30. Bölüm

282 23 8
                                    

İYİ OKUMALAR 

----------------&&&-----------------

Hale'nin ölümünün üzerinden 2 gün geçmişti. O gün Savaş'la ayrı Yiğit'le ayrı ilgilenmek zorunda kalmıştım. Savaş gibi Yiğit'e acısını içine atıyordu. Yiğit'in o günkü sözlerini hiç unutamadım.  

Savaş Hale'yle son kez vedalaşırken, ben ve Yiğit bahçeye çıkmıştık. Banka oturttum onu. Küçük gözlerini yerden hiç kaldırmadı. 

" Yiğit?" diye seslenince kafasını ağır ağır kaldırmıştı. " Geçecek biliyorsun değil mi? " 

" Annem beni hiç sevmedi. Biliyor musun Hümeyra? " deyince şaşkınlıkla bakakaldım. Bir anne nasıl evladını sevmezdi? 

" Olur mu öyle şey Yiğit? Eminim ki çok seviyordur seni" Küçük kafasını iki yana salladı hemen. 

" Hayır. Hiç sevmedi. Biz buraya gelmeden önce, beni hiç istemediğini söylemişti anneanneme" 

" Yanlış anlamış olabilirsin? " 

" Hayır. Bağırıyordu. Keşke ölseydi dedi benim için. İlk duyduğumda çok üzülmüştüm. O yüzden hiç yaramazlık yapmadım. Beni sevsin diye asla üzmedim onu. Yine de sevmedi beni" Küçük gözleri dolmaya başlamıştı. Onu öyle görünce bende tutamadım kendimi. 

" O sana söylemedi belki ama bana söyledi. Çok seviyorum ben oğlumu dedi" 

Söylediğim küçük yalan az da olsa gülümsetmişti onu. 

" Gerçekten mi? " 

" Gerçekten tabi. Çok akıllı, çok uslu bir çocuk. Beni de hiç üzmüyor dedi senin için " gözlerinde ki yaşlara rağmen gülümsedi.

" Bende seviyorum annemi. Ama şimdi gitti değil mi? Çok uzaklara gitti" 

" Evet. Ama bizde bir süre sonra onun gittiği yere gideceğiz. Yeniden kavuşacaksın ona yani. Hem belki ona onu sevdiğini de söylersin ?" 
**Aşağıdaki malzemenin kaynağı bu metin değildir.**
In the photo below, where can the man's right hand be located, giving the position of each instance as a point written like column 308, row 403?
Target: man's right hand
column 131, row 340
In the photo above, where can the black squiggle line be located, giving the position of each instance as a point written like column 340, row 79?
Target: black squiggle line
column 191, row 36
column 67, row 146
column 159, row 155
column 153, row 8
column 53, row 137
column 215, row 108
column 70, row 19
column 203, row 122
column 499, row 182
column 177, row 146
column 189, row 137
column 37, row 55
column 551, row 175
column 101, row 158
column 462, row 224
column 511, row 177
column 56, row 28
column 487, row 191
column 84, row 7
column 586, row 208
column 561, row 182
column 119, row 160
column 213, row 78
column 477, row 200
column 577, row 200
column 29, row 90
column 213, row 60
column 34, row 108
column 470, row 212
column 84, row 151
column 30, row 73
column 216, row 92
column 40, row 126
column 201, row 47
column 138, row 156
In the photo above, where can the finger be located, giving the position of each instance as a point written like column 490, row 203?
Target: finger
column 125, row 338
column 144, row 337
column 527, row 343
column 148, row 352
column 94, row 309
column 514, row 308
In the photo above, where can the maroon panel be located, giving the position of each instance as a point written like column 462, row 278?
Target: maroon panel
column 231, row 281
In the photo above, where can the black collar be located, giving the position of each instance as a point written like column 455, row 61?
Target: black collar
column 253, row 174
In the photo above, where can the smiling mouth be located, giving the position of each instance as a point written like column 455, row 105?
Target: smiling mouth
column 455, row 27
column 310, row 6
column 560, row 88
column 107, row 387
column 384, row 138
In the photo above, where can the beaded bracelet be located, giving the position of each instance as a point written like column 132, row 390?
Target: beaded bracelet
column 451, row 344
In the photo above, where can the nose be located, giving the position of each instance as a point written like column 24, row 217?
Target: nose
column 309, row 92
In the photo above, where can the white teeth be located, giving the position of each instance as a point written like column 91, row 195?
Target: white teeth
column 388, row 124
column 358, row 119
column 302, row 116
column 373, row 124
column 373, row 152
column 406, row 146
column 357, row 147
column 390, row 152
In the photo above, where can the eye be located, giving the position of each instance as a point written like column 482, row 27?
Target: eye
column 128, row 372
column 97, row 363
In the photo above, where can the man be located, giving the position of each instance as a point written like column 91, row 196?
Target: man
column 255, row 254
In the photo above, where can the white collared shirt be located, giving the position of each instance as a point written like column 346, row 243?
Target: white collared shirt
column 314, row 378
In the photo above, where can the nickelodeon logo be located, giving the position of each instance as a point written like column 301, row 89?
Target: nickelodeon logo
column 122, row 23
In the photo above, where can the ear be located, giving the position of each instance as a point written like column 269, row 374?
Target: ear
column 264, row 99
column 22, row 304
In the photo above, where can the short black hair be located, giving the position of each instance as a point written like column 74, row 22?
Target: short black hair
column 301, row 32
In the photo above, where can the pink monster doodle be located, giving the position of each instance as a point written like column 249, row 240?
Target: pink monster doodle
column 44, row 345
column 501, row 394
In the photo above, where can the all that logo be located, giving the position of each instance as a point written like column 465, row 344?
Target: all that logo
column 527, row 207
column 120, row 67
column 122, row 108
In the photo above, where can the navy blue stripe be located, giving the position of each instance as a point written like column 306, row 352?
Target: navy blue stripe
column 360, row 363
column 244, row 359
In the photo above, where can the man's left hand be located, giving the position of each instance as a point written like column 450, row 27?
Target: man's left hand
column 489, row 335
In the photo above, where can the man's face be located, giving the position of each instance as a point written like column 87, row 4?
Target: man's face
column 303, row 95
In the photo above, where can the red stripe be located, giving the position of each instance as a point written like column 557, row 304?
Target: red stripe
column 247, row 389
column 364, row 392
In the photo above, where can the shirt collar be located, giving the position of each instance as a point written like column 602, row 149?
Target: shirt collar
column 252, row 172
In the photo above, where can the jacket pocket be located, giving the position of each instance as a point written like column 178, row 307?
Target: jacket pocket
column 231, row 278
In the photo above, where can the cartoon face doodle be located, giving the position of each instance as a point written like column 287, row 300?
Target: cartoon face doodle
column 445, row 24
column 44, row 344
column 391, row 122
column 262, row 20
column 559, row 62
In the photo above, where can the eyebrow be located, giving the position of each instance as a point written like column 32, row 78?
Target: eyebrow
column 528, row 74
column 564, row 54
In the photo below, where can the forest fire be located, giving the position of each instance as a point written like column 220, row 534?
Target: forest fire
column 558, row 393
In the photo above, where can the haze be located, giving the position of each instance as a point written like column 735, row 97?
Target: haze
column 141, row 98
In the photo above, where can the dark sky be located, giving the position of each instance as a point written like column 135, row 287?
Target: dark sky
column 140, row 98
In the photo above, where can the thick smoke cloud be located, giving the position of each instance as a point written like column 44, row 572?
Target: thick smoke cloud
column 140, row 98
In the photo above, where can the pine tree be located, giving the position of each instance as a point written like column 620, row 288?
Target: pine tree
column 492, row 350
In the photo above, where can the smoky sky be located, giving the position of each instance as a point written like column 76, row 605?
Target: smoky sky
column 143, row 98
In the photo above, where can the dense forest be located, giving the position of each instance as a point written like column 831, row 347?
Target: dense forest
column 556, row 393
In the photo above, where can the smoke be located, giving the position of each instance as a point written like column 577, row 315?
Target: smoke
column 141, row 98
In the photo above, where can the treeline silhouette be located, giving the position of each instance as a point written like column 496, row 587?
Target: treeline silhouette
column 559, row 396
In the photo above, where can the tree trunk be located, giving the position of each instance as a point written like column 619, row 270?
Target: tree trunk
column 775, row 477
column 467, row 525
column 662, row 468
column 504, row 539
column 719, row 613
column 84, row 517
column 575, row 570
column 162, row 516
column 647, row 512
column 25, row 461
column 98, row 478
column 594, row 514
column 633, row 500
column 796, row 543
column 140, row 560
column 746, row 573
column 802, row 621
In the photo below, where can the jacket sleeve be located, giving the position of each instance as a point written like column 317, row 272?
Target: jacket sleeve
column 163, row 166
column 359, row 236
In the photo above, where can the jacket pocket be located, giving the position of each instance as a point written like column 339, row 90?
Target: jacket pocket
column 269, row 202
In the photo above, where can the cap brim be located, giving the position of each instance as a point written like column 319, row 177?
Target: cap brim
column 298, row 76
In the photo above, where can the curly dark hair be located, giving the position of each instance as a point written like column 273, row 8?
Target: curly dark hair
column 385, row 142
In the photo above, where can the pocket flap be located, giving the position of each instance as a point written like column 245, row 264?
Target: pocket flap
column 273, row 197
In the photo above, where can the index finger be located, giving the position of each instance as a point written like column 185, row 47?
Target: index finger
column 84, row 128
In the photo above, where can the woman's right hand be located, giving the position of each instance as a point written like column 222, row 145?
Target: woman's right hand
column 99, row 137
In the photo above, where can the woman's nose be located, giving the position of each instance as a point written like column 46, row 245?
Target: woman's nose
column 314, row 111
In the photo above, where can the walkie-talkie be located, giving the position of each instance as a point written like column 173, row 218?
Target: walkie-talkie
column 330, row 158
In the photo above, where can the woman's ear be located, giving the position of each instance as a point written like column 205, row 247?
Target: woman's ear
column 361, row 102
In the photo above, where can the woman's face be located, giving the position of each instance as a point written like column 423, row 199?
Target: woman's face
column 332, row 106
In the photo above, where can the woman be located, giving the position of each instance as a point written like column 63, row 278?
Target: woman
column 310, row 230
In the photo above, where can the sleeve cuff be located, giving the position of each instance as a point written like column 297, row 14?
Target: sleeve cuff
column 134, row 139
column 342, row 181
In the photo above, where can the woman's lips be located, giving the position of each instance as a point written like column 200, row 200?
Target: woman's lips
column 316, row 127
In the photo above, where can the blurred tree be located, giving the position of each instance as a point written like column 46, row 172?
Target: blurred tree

Kafasını sallayıp " Söylerim " diyerek onayladı beni. Bir kaç dakika sonra Savaş' da gelmişti. Kana bulanmış gözlerini benden kaçırsa da ben çoktan görmüştüm. 

" Ne yaptın?" 

" Hiç bir şey. İşlemlerini hallettim. Morga indirdiler. 1-2 güne alabilirsiniz dediler. Bende onaylayıp geldim " 

" Ailesine haber verecek misin? " 

" Kimsenin numarası yok ki bende. " 

" Telefonu? Telefonu çantasındaydı " Bunu yeni hatırlamış gibi elinde Hale'nin eşyalarının olduğu poşeti açtı. Dediğim gibi gerçekten de telefonu çantasındaydı. 

Eline alıp ekranı açtı. Kilit vardı. Büyük ihtimalle Savaş bilmiyordu. 

" kilit var" dedi gözlerime bakarak. 

" Ben biliyorum " diye araya girdi Yiğit. Savaş sanki o sırada Yiğit'i unutmuş gibi sesini duyunca irkildi. Bir anda kafasını ona doğru çevirip uzun uzun baktı küçük çocuğa. 

" Ver istersen Yiğit biliyormuş " 

Zar zor kendine gelip telefonu uzattı. Yiğit bir hareketle açmıştı ekranı. Savaş Hale'nin ailesini aramak için giderken bende tekrar Yiğit'in yanına oturdum. 

" Ne olacak şimdi Hümeyra? Nerede kalacağım ben? " 

" Anneannen var Yiğit. Dayınlar da varmış galiba?" Hatırlıyordum bir keresinden Gül Hale'nin abisi olduğunu hatta onun yüzünden ayrıldıklarını söylemişti.